在你的例子中,这两个函数在函数上不相等。MSTV函数每次被调用时都执行一个额外的查询,最重要的是,它对客户id进行过滤。在大型查询中,优化器将无法利用其他类型的连接,因为它需要为传递的每个customerId调用函数。然而,如果你重写你的MSTV函数像这样:
CREATE FUNCTION MyNS.GetLastShipped()
RETURNS @CustomerOrder TABLE
(
SaleOrderID INT NOT NULL,
CustomerID INT NOT NULL,
OrderDate DATETIME NOT NULL,
OrderQty INT NOT NULL
)
AS
BEGIN
INSERT @CustomerOrder
SELECT a.SalesOrderID, a.CustomerID, a.OrderDate, b.OrderQty
FROM Sales.SalesOrderHeader a
INNER JOIN Sales.SalesOrderHeader b
ON a.SalesOrderID = b.SalesOrderID
INNER JOIN Production.Product c
ON b.ProductID = c.ProductID
WHERE a.OrderDate = (
Select Max(SH1.OrderDate)
FROM Sales.SalesOrderHeader As SH1
WHERE SH1.CustomerID = A.CustomerId
)
RETURN
END
GO
在查询中,优化器可以调用该函数一次,并构建更好的执行计划,但它仍然不会比等效的、非参数化的ITVS或VIEW更好。
在可行的情况下,ITVF应该优先于mstvf,因为数据类型、可空性和排序规则来自表中的列,而您在多语句表值函数中声明这些属性,重要的是,您将从ITVF获得更好的执行计划。根据我的经验,我没有发现很多情况下,ITVF是一个比VIEW更好的选择,但里程可能会有所不同。
多亏了马特。
除了
因为我最近看到了这个问题,下面是Wayne Sheffield做的一个很好的分析,比较了内联表值函数和多语句函数之间的性能差异。
他的博客原文。
复制到SQL Server Central
在内部,SQL Server像对待视图一样对待内联表值函数,像对待存储过程一样对待多语句表值函数。
当内联表值函数作为外部查询的一部分使用时,查询处理器将扩展UDF定义,并使用这些对象上的索引生成访问底层对象的执行计划。
For a multi-statement table valued function, an execution plan is created for the function itself and stored in the execution plan cache (once the function has been executed the first time). If multi-statement table valued functions are used as part of larger queries then the optimiser does not know what the function returns, and so makes some standard assumptions - in effect it assumes that the function will return a single row, and that the returns of the function will be accessed by using a table scan against a table with a single row.
当多语句表值函数返回大量行并在外部查询中连接时,它们的性能可能会很差。性能问题主要是由于这样一个事实:优化器将生成一个假设返回一行的计划,而这个计划不一定是最合适的计划。
根据经验,我们发现,由于这些潜在的性能问题,在可能的情况下,应该优先使用内联表值函数而不是多语句函数(当UDF将被用作外部查询的一部分时)。
使用多行函数的另一种情况是避免sql server下推where子句。
For example, I have a table with a table names and some table names are formatted like C05_2019 and C12_2018 and and all tables formatted that way have the same schema. I wanted to merge all that data into one table and parse out 05 and 12 to a CompNo column and 2018,2019 into a year column. However, there are other tables like ACA_StupidTable which I cannot extract CompNo and CompYr and would get a conversion error if I tried.
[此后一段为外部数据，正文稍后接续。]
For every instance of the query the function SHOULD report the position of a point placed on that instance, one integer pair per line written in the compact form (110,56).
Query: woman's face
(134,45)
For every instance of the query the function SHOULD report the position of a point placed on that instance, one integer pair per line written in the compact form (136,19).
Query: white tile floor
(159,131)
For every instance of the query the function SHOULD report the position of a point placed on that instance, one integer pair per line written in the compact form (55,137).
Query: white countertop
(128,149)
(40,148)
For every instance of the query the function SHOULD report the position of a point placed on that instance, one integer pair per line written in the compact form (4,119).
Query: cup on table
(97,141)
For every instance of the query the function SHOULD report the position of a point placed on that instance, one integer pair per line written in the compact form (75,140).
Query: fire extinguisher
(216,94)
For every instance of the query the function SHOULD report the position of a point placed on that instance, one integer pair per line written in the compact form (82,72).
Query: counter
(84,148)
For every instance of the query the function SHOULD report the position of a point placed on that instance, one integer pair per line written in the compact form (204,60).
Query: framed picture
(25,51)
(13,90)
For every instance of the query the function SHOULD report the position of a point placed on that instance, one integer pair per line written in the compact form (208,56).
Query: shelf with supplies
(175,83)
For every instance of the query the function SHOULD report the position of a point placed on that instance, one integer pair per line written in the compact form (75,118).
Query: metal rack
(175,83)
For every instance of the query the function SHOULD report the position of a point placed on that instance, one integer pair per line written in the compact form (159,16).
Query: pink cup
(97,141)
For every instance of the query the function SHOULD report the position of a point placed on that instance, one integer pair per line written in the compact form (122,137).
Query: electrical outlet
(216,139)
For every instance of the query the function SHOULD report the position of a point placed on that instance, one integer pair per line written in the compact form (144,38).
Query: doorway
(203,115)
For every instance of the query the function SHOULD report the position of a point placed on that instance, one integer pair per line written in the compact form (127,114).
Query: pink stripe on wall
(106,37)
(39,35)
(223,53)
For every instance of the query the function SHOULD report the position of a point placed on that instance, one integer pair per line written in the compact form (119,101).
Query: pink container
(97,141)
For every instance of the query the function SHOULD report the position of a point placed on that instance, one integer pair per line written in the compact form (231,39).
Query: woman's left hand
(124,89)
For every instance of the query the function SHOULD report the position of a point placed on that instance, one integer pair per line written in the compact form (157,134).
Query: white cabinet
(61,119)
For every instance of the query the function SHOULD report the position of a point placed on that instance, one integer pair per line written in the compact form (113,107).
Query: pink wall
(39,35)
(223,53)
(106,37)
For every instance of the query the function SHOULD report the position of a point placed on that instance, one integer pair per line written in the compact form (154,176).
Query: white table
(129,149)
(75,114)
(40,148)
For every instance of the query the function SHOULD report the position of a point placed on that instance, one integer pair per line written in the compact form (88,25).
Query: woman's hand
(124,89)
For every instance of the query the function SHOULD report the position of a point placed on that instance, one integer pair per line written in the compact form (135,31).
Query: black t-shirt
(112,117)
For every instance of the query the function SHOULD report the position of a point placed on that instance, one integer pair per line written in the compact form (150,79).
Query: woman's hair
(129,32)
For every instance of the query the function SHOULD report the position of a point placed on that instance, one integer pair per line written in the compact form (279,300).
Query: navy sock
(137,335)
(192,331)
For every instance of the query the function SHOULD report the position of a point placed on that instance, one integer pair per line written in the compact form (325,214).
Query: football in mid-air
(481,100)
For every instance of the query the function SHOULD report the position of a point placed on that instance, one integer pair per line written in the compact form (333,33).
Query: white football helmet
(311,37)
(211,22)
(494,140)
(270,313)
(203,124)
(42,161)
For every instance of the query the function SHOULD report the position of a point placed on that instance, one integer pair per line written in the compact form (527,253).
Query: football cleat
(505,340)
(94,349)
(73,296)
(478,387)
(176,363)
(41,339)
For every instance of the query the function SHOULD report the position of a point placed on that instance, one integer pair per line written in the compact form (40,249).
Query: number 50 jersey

So, my query was in two part, an inner query that returned only tables formatted like 'C_______' then the outer query did a sub-string and int conversion. ie Cast(Substring(2, 2) as int) as CompNo. All looks good except that sql server decided to put my Cast function before the results were filtered and so I get a mind scrambling conversion error. A multi statement table function may prevent that from happening, since it is basically a "new" table.